Opinion ID: 1826076
Heading Depth: 2
Heading Rank: 3

Heading: ManslaughterHeat Of Passion.

Text: Defendant also requested and was refused an instruction on manslaughter as defined in sec. 940.05 (1), Stats: Whoever causes the death of another human being under any of the following circumstances may be imprisoned not more than 10 years: (1) Without intent to kill and while in the heat of passion. In State v. Hoyt, 21 Wis.2d 284, 290-291, 128 N.W.2d 645, rehearing (1964) heat of passion was explained as follows: `That which will constitute the heat of passion which will reduce what would otherwise be murder to manslaughter is such mental disturbance, caused by reasonable, adequate provocation, as would ordinarily so overcome and dominate or suspend the exercise of the judgment of an ordinary man as to render his mind for the time being deaf to the voice of reason; make him incapable of forming and executing that distinct intent to take human life essential to murder in the first degree; and to cause him, uncontrollably, to act from impelling force of the disturbing cause rather than from any real wickedness of heart or cruelty or recklessness of disposition. State v. Stortecky (1956), 273 Wis. 362, 372, 77 N.W. (2d) 721. It has been said that, the provocation, in order to be sufficient in law, must be such as, naturally and instantly, to produce in the minds of persons, ordinarily constituted, the highest degree of exasperation, rage, anger, sudden resentment, or terror. 21 Am. & Eng. Ency. of Law (2d ed.), p. 177, quoted in Johnson v. State (1906), 129 Wis. 146, 159, 108 N.W. 55.' [16] [30] In Brook v.

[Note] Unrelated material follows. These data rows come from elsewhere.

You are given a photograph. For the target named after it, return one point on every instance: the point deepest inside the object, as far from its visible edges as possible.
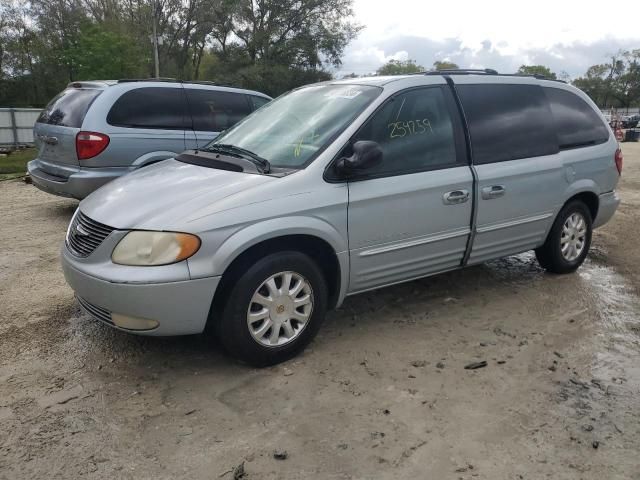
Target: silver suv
(94, 132)
(338, 188)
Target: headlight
(140, 248)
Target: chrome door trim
(415, 242)
(513, 223)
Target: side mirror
(366, 154)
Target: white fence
(16, 125)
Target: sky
(566, 35)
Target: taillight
(618, 159)
(90, 144)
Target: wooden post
(14, 127)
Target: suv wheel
(274, 310)
(569, 239)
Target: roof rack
(175, 80)
(485, 71)
(158, 79)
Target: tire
(551, 256)
(233, 330)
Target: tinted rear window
(577, 124)
(215, 111)
(68, 108)
(150, 107)
(508, 122)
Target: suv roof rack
(175, 80)
(159, 79)
(485, 71)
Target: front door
(410, 216)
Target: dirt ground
(381, 393)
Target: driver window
(415, 132)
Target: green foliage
(615, 83)
(269, 45)
(536, 70)
(97, 53)
(444, 65)
(400, 67)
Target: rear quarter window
(508, 122)
(215, 111)
(69, 107)
(576, 123)
(151, 107)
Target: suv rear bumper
(607, 205)
(71, 180)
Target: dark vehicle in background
(96, 131)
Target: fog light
(133, 323)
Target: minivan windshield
(291, 130)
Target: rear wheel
(274, 309)
(568, 241)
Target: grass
(15, 164)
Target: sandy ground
(381, 393)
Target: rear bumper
(180, 307)
(70, 180)
(606, 208)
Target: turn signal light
(90, 144)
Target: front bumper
(180, 307)
(71, 180)
(607, 205)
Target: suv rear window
(577, 124)
(150, 107)
(69, 107)
(508, 122)
(215, 111)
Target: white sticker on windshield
(347, 92)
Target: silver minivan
(93, 132)
(338, 188)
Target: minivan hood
(158, 196)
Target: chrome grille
(85, 235)
(95, 311)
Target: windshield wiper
(263, 163)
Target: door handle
(455, 197)
(494, 191)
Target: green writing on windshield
(297, 147)
(408, 128)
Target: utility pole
(156, 62)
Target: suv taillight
(618, 159)
(90, 144)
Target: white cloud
(567, 35)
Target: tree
(400, 67)
(536, 70)
(267, 45)
(444, 65)
(615, 83)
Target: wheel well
(319, 250)
(590, 199)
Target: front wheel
(569, 240)
(274, 310)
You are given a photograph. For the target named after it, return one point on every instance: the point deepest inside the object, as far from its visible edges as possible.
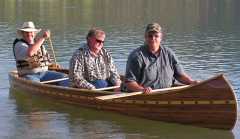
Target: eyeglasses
(153, 35)
(99, 41)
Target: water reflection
(46, 118)
(205, 34)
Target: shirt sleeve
(76, 70)
(114, 76)
(133, 68)
(20, 50)
(177, 67)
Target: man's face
(96, 42)
(153, 39)
(29, 36)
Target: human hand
(54, 66)
(194, 82)
(46, 34)
(147, 90)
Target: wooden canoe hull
(211, 103)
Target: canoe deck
(211, 103)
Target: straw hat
(28, 27)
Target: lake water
(205, 35)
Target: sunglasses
(153, 35)
(99, 41)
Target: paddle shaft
(56, 80)
(120, 95)
(107, 88)
(50, 44)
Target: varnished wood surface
(211, 103)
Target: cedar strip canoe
(211, 103)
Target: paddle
(56, 80)
(107, 88)
(51, 46)
(120, 95)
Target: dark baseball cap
(153, 27)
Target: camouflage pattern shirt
(84, 68)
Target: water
(204, 34)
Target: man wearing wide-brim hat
(153, 66)
(32, 59)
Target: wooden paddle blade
(107, 88)
(120, 95)
(56, 80)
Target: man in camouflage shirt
(91, 66)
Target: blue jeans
(48, 75)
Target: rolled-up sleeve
(177, 67)
(76, 70)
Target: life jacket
(40, 59)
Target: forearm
(185, 79)
(82, 83)
(36, 46)
(134, 86)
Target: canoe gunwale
(151, 104)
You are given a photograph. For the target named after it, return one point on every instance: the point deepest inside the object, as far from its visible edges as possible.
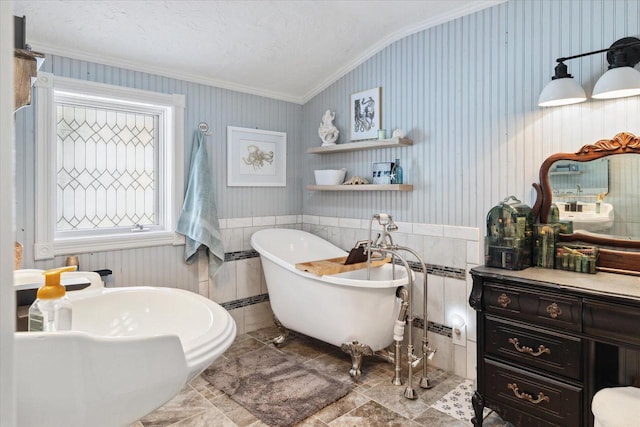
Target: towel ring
(204, 128)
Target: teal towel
(198, 220)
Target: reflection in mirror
(571, 180)
(618, 211)
(579, 189)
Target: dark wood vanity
(548, 340)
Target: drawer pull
(524, 349)
(525, 396)
(504, 300)
(554, 310)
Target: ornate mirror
(598, 189)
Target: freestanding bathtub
(347, 309)
(130, 350)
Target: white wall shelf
(362, 187)
(362, 145)
(565, 173)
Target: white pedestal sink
(588, 219)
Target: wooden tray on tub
(330, 266)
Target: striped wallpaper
(464, 91)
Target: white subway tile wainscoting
(240, 285)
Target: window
(109, 167)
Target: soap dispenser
(51, 311)
(599, 202)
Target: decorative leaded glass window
(114, 159)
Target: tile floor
(373, 401)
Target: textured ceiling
(288, 50)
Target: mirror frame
(623, 261)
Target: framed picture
(256, 158)
(365, 114)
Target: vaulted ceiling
(283, 49)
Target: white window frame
(48, 243)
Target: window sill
(106, 243)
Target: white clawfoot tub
(130, 350)
(346, 310)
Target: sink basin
(130, 350)
(588, 219)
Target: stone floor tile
(434, 418)
(372, 414)
(342, 406)
(185, 405)
(234, 411)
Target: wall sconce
(619, 81)
(459, 335)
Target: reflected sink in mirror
(587, 219)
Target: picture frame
(366, 114)
(256, 158)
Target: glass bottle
(397, 176)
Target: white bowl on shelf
(330, 176)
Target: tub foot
(356, 351)
(284, 333)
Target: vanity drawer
(612, 321)
(543, 308)
(552, 352)
(556, 402)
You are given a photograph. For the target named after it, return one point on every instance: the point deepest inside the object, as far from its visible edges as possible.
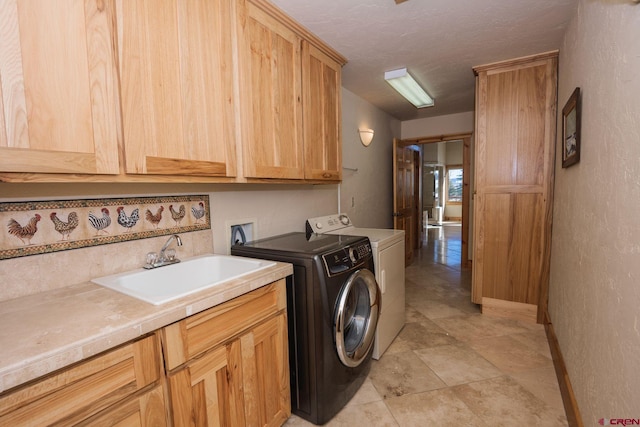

State, 21 Wis.2d 32, 42-43, 123 N.W.2d 535 (1963), the court explained that with respect to provocation, the test applied is not the subjective one of whether it was sufficient to produce in defendant said passion as to cause him to kill without intent to do so. Rather it is the objective one of whether the provocation would have caused such state of mind in persons ordinarily constituted. [31] We find no error in the court's refusal to instruct the jury on the elements of manslaughter-heat of passion. Limited to the record as we are, we find no evidence that defendant's act was other than a deliberate and calculated response to the situation in which he allegedly found himself.